Review: Wild Wild West

September 9, 2012

Oh boy, Will Smith. When I was doing my minimal amount of research for this review (by which I mean looking up Will Smith on Wikipedia), I found out that Will Smith actually turned down playing Neo in The Matrix to be in Wild Wild West. Oh, to imagine what could have been – a black, wisecracking Neo. But I digress. We’re here to talk about a freedman Army captain turned U.S. Marshall fighting against a legless Confederate scientist with a steam-powered robotic spider I’ve lost you, haven’t I?

Okay, let’s take it from the beginning. In 1869, Army Captian James West is hot on the trail of a Confederate remnant under the command of General “Bloodbath” McGrath, who, being a randy bastard, is visiting a brothel. However, the prostitute he visits is really U.S. Marshall Artemus Gordon, trying to weasel secrets about his latest plan out of him. But then James West involves himself, and McGrath escapes. Gordon takes West back to Washington, where President Grant informs them of the situation: American scientists are being kidnapped and it relates to McGrath somehow.

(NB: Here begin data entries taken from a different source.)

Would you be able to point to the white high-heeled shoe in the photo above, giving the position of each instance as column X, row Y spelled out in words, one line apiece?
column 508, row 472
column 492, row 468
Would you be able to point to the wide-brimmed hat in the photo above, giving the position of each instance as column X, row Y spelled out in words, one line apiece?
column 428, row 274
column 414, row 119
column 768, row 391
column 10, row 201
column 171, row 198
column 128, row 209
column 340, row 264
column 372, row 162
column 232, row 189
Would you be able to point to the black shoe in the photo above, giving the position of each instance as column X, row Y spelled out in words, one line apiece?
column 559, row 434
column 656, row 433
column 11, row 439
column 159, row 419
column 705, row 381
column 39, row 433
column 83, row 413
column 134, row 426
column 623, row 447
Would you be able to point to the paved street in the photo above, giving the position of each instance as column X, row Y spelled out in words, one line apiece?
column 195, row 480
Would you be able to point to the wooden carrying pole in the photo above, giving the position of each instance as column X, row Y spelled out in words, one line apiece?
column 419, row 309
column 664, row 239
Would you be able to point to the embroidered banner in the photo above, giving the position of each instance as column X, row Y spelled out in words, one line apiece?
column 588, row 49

After a journey to New Orleans and crashing the party of Dr. Arliss Loveless, not to mention thwarting West’s lynching with an elastic rope and freeing the daughter of one of the kidnapped scientists, the three head for the “Golden Spike” ceremony in Promontory, Utah. And along the way, because we’re only half way through this movie, they’re intercepted and knocked out by Loveless, who proceeds to kidnap Grant through use of his giant fuck off spider.

To make a long story short (too late), West and Gordon free both the president and Rita, who reveals that the captured scientist was in fact her husband and not her father, while Grant makes the two the first agents of the United States Secret Service, and West and Gordon ride away on Loveless’s giant steam-powered mechanical spider.

It’s not a bad movie. As far as science fiction goes, it’s no The Day The Earth Stood Still, and as far as westerns go, it’s no The Good, The Bad, and The Ugly. But there’s nothing really bad about it. The story could have been a little stronger, and the tone is kind of goofy, but it’s a fun movie and perfectly suited to a boring weekend afternoon.